Health Hotline Magazine | February 2022

Trying to Maintain a

Healthy Weight? Keep Your Blood Sugar in Check.

By Lindsay Wilson

Gone are the days of counting calories, strict diets, and deprivation. Well, maybe they’re not completely gone, but they should be (because, spoiler, these methods don’t work, at least not for the long term). As the body positivity movement has grown and more of us are learning to love and respect the body we’re in , we are seeing a shift

away from the strict weight-loss diets of our parents’ days and a movement toward embracing a healthy eating lifestyle—one that supports overall health, including a healthy weight. Let’s move away from a mindset of eating to be skinny to one of eating to be healthy! And one key way to do that is to eat to support healthy blood sugar balance. Healthy weight…what’s blood sugar got to do with it? In short, everything. Keeping blood sugar, or glucose, balanced is so important to health that our bodies have a tightly regulated system of hormones to ensure levels stay within a very narrow range.

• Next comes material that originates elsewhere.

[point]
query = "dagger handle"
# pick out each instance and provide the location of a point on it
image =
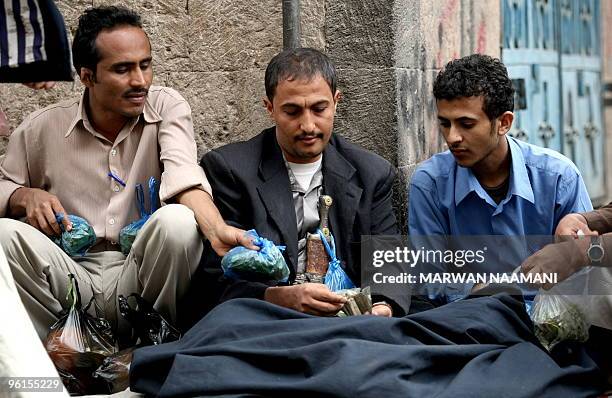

When you eat sugary foods and simple carbs like bread, pasta, bagels, white rice, potato chips, etc., they are rapidly digested and converted into glucose, which can lead to sharp spikes in blood sugar. The pancreas responds by releasing a surge of insulin, the hormone that directs the glucose into the cells to either be burned for energy or stored; this removes excess glucose from the bloodstream, bringing blood sugar levels back to a normal range. When sugar and/or refined carbs are occasionally consumed in small amounts, this is an e ective system. But when these types of foods are regularly consumed (looking at you, typical American diet), the body is constantly struggling to keep blood sugar levels in a normal range by continually pumping more insulin into the bloodstream.

Think of insulin as a key that helps unlock your cells to absorb the glucose circulating in your bloodstream to use for energy. When your cells are so full of glucose that they can’t absorb anymore, insulin signals the body to store the excess as fat. This is the problem with eating an excessive amount of carbs—when there is too much glucose in the blood and cells are saturated and can no longer take in glucose (because we can only burn a certain amount of energy at a time), the healthiest thing insulin can do with it is signal the body to store it as fat for future energy use. Chronically elevated insulin is also a potential cause of leptin resistance; leptin is the hormone that tells your brain you are full and to stop eating (sometimes called the “satiety hormone”), and also regulates how energy is burned. All of this can lead to weight gain. But insulin is not the villain in this story —it is doing exactly what it’s supposed to do. A carb-heavy diet is the culprit.